Of course composition is decidedly not that. It is mostly a desire for constative, encyclopedic knowledge, represented by the ubiquitous handbook. When it is not, it tends to slide quickly to the other pole, where writing instruction becomes professional training. This is not to say that composition is a philosophy course, a place where the discipline or content of philosophy is taught. This is not a post about what one says or does in the classroom as a composition instructor. Sure, D/G say that "composition is the sole definition of art," but by this they mean strictly aesthetic composition, compositions of sensation. Our compositions are certainly about invention and communication but not in the aesthetic sense, rather in the singular, conceptual sense.

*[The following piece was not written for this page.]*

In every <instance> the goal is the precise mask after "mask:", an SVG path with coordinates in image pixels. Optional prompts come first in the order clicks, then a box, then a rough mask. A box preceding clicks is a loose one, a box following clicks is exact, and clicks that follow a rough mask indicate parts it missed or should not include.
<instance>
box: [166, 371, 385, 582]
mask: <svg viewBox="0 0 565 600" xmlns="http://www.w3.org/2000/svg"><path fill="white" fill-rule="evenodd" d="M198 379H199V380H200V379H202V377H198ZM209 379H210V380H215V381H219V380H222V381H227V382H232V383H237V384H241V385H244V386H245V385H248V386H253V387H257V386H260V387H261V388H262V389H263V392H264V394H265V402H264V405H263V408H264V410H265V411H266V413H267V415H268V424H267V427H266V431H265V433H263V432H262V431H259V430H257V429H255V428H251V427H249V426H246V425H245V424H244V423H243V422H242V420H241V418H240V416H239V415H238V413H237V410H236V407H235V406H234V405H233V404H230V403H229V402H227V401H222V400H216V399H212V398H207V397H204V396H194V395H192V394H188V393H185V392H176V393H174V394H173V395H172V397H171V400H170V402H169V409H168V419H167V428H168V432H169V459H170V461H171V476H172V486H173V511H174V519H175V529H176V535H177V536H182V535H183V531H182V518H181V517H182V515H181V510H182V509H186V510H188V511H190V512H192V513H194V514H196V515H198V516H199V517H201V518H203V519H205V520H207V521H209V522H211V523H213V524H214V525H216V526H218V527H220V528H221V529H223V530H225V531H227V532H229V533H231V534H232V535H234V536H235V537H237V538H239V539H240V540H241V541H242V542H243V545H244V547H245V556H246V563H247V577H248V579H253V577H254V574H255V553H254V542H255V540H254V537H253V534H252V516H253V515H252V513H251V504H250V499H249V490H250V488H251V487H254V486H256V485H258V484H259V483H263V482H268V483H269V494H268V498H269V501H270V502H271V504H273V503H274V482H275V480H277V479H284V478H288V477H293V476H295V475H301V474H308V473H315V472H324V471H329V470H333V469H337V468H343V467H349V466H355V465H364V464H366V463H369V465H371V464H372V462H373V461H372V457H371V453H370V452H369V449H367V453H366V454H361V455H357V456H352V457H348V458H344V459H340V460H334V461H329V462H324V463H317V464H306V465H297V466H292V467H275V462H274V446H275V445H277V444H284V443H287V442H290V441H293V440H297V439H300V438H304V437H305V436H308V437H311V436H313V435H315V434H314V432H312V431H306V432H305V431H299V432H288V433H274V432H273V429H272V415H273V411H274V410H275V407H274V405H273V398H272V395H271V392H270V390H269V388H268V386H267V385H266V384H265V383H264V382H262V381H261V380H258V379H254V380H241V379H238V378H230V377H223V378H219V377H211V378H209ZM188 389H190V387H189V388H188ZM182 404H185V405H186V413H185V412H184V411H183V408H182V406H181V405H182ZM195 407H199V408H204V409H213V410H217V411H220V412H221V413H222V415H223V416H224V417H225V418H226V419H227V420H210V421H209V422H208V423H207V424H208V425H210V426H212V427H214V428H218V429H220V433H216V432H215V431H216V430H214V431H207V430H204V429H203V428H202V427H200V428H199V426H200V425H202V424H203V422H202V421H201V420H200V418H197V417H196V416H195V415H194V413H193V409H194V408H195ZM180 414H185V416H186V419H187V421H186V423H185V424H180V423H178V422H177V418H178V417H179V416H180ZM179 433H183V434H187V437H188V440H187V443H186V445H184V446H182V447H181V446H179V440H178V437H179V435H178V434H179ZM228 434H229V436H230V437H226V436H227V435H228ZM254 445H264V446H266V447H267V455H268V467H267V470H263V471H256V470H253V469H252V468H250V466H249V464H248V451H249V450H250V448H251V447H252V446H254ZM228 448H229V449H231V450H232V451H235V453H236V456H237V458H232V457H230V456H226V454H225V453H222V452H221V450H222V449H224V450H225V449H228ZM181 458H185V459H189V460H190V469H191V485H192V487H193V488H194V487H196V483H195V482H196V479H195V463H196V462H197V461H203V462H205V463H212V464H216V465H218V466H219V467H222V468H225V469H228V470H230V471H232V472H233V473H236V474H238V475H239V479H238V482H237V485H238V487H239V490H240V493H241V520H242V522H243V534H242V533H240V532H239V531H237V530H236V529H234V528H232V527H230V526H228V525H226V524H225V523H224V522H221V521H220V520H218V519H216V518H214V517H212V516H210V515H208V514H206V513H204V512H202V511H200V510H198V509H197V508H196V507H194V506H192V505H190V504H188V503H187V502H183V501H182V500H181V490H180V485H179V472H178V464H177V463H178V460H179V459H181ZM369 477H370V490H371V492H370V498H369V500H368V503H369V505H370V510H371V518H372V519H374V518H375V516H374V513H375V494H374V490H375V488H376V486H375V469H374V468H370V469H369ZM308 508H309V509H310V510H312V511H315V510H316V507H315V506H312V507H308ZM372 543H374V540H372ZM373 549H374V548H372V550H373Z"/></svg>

Composition is not about learning particular concepts so much as inventing singular concepts that fuel thought and writing. Those concepts ultimately fold back on those basic philosophical questions I raised earlier. Not so that we can answer them finally or so that we can demonstrate value in training writers as future professionals and/or citizens. To close this off in a dense fog of theory speak, composition operates in this way because it can only be the impossible arrival of the event of writing; impossible in the sense that, in its singularity, it cannot result from thought-out possibilities but only virtual potentialities.